# nf-core/methylseq Output

## Introduction

This document describes the output produced by the pipeline. Most of the plots are taken from the MultiQC report, which summarises results at the end of the pipeline.

Note that nf-core/methylseq contains two workflows - one for Bismark, one for bwa-meth. The results files produced will vary depending on which variant is run.

The output directories listed below will be created in the results directory after the pipeline has finished. All paths are relative to the top-level results directory.

## Pipeline overview

The pipeline is built using [Nextflow](https://www.nextflow.io/)
and processes data using the following steps:

* [FastQC](#fastqc) - Read quality control
* [TrimGalore](#trimgalore) - Adapter trimming
* [Alignment](#alignment) - Aligning reads to reference genome
* [Deduplication](#deduplication) - Deduplicating reads
* [Methylation Extraction](#methylation-extraction) - Calling cytosine methylation steps
* [Bismark Reports](#bismark-reports) - Single-sample and summary analysis reports
* [Qualimap](#qualimap) - Tool for genome alignments QC
* [Preseq](#preseq) - Tool for estimating sample complexity
* [MultiQC](#multiqc) - Aggregate report describing results of the whole pipeline
* [Pipeline information](#pipeline-information) - Report metrics generated during the workflow execution

## FastQC

[FastQC](http://www.bioinformatics.babraham.ac.uk/projects/fastqc/) gives general quality metrics about your sequenced reads. It provides information about the quality score distribution across your reads, per base sequence content (%A/T/G/C), adapter contamination and overrepresented sequences.

For further reading and documentation see the [FastQC help pages](http://www.bioinformatics.babraham.ac.uk/projects/fastqc/Help/).

**Output files:**

* `fastqc/`
  * `*_fastqc.html`: FastQC report containing quality metrics for your untrimmed raw fastq files.
* `fastqc/zips/`
  * `*_fastqc.zip`: Zip archive containing the FastQC report, tab-delimited data file and plot images.

* `sample_fastqc.html`
  * FastQC report, containing quality metrics for your untrimmed raw fastq files
* `sample_fastqc.zip`
  * zip file containing the FastQC report, tab-delimited data file and plot images

> **NB:** The FastQC plots displayed in the MultiQC report shows _untrimmed_ reads. They may contain adapter sequence and potentially regions with low quality.

## TrimGalore

The nf-core/methylseq pipeline uses [TrimGalore!](http://www.bioinformatics.babraham.ac.uk/projects/trim_galore/) for removal of adapter contamination and trimming of low quality regions. TrimGalore is a wrapper around [Cutadapt](https://github.com/marcelm/cutadapt) and runs FastQC after it finishes.
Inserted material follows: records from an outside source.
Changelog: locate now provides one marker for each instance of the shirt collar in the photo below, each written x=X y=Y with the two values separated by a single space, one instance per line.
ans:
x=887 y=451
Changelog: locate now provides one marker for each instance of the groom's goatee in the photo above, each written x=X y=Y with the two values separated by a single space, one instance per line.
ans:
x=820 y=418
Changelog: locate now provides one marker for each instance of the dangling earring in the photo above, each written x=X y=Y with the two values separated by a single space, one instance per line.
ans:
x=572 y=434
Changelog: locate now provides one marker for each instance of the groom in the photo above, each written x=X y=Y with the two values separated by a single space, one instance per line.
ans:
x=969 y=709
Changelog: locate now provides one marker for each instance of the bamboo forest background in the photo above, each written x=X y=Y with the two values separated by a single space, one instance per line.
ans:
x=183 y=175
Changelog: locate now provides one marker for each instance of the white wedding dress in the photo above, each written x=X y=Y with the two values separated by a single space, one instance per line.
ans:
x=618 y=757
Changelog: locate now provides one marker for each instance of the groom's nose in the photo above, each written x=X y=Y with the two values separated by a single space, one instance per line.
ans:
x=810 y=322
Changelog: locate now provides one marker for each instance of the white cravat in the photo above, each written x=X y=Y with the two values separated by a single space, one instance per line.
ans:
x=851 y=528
MultiQC reports the percentage of bases removed by Cutadapt in the _General Statistics_ table, along with a line plot showing where reads were trimmed.

**Output directory: `results/trim_galore`**

Contains FastQ files with quality and adapter trimmed reads for each sample, along with a log file describing the trimming.

* `sample_val_1.fq.gz`, `sample_val_2.fq.gz`
  * Trimmed FastQ data, reads 1 and 2.
  * **NB:** Only saved if `--save_trimmed` has been specified.
* `logs/sample_val_1.fq.gz_trimming_report.txt`
  * Trimming report (describes which parameters that were used)
* `FastQC/sample_val_1_fastqc.zip`
  * FastQC report for trimmed reads

Single-end data will have slightly different file names and only one FastQ file per sample.

### Alignment

Bismark and bwa-meth convert all Cytosines contained within the sequenced reads to Thymine _in-silico_ and then align against a three-letter reference genome. This method avoids methylation-specific alignment bias. The alignment produces a BAM file of genomic alignments.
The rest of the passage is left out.